[EMAIL PROTECTED] wrote:
>
> I have glibc-2.1.2 also. That is the version I have seen mentioned in
> connection with this. RH 7.0 has a later glibc, does it not?
> I guess I should start looking for a patch path forward from 2.1.2.
I think I've found the problem. It seems to be a bug in glibc 2.1.2.
If a dlopen() call fails, it sets an internal variable to point to a
string describing the error (for later retrieval with dlerror()). If
you then call dlopen() again, without calling dlerror() in between to
clear the error status, dlopen() will free the string. Then it tries to
load the library, and sets the internal variable again depending on
whether the open succeeded or failed. However, during the time that its
trying to load the library, it keeps this internal variable pointing to
a now-freed block of memory. As we call dlopen() again before the
loading of the library finishes, it tries to free the same memory twice.
Here is a bit of the code from glibc 2.1.2:
---
if (result->errstring != NULL)
/* Free the error string from the last failed command. This can
happen if `dlerror' was not run after an error was found. */
free (result->errstring);
result->errcode = _dl_catch_error (&result->errstring, operate, args);
---
_dl_catch_error ends up eventually recursively invoking this same
function, and, result->errstring hasn't been reset yet. The code from
glibc 2.2 looks like:
---
if (result->errstring != NULL)
{
/* Free the error string from the last failed command. This can
happen if `dlerror' was not run after an error was found. */
if (strcmp (result->errstring, "out of memory") != 0)

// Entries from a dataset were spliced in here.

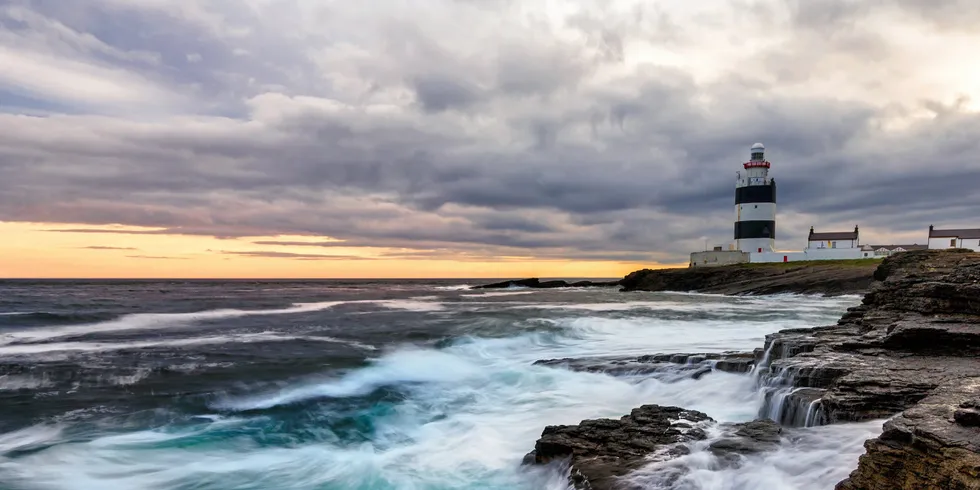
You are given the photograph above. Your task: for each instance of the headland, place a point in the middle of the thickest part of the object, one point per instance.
(909, 353)
(828, 277)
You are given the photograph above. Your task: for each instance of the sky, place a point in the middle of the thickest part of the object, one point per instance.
(469, 138)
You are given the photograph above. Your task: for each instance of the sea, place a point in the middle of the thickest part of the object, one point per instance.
(370, 385)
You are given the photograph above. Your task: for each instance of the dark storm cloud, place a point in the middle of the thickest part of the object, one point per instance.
(155, 257)
(294, 256)
(99, 247)
(454, 137)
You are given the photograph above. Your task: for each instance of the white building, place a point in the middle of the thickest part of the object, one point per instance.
(956, 238)
(886, 250)
(755, 225)
(833, 239)
(755, 229)
(755, 204)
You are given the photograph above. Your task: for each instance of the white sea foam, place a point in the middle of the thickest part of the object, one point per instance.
(410, 305)
(151, 321)
(23, 349)
(457, 287)
(470, 412)
(492, 294)
(10, 382)
(814, 458)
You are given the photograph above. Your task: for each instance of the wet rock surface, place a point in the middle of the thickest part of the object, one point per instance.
(600, 452)
(912, 348)
(830, 278)
(673, 366)
(536, 283)
(910, 351)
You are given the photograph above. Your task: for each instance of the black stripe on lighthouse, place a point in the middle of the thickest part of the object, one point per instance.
(755, 193)
(755, 229)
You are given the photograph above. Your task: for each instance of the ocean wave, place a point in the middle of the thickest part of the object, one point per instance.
(38, 348)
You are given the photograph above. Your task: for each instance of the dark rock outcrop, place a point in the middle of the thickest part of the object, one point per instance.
(910, 351)
(677, 366)
(829, 278)
(924, 447)
(912, 348)
(536, 283)
(600, 452)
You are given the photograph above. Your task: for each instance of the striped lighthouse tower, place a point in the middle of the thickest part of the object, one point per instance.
(755, 205)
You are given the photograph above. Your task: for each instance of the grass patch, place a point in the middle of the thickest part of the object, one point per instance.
(827, 263)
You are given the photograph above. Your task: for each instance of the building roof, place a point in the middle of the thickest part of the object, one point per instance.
(833, 235)
(967, 233)
(914, 246)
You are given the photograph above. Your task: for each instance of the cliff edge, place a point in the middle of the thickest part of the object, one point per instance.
(834, 277)
(910, 352)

free ((char *) result->errstring);
result->errstring = NULL;
}
result->errcode = _dl_catch_error (&result->objname, &result->errstring,
operate, args);
---
Where they seemed to have addressed this issue.
Short of forcing everyone to upgrade to glibc 2.2, we can work around
this issue in Wine. We can make sure that we call dlerror() after every
(failed) dlopen() call, even if we throw away the return. This will
clear the error state, and everything should work well. Another option
is to simply call dlerror() immediately before any dlopen() call to make
sure that the error state is clear before going in. The first option
seems cleaner. However, its complicated by the fact that there are
dlopen() calls in multiple places, and sometimes the callers assume that
dlerror() will return meaningful results after the failure of a
wine-internal routine that calls dlopen(). We have ELFDLL_dlopen() and
wine_dll_load() where callers can use dlerror() after return. There is
also wine_dll_load_main_exe() where callers apparently don't call
dlerror(). And then there is a dlopen() call off by its lonesome in
dlls/odbc32/proxyodbc.c which doesn't call dlerror(), and which seems to
be missing the HAVE_DL_API protection (unless this isn't compiled at all
in that case?).
Is there any planned direction for this code? For instance, is the
stuff in loader/elfdll.c going to go away now? Perhaps if we could
isolate all the calls to dlopen() in one place, we could use a better
error reporting mechanism that using dlerror(). Doing it the way we do
now requires HAVE_DL_API checks around to see if we can safely call
dlerror(). And its prone to problems as putting dlerror() calls in
lower level routines can break routines that are higher up. We could
save the return from dlerror() and then give it out to anyone who asked
for it. Of course, this would have to be made thread safe, which is a
pain. Or we could make the functions that call dlerror() take an extra
parameter, char **error, and put if (error) *error = dlerror(); inside.
Thoughts?
(BTW, inserting a dlerror() call right before
if (!ret) ret = dlopen( buffer + dll_path_maxlen + 1, RTLD_NOW );
in library/loader.c hacks around the problem for me for now).
--
James Abbatiello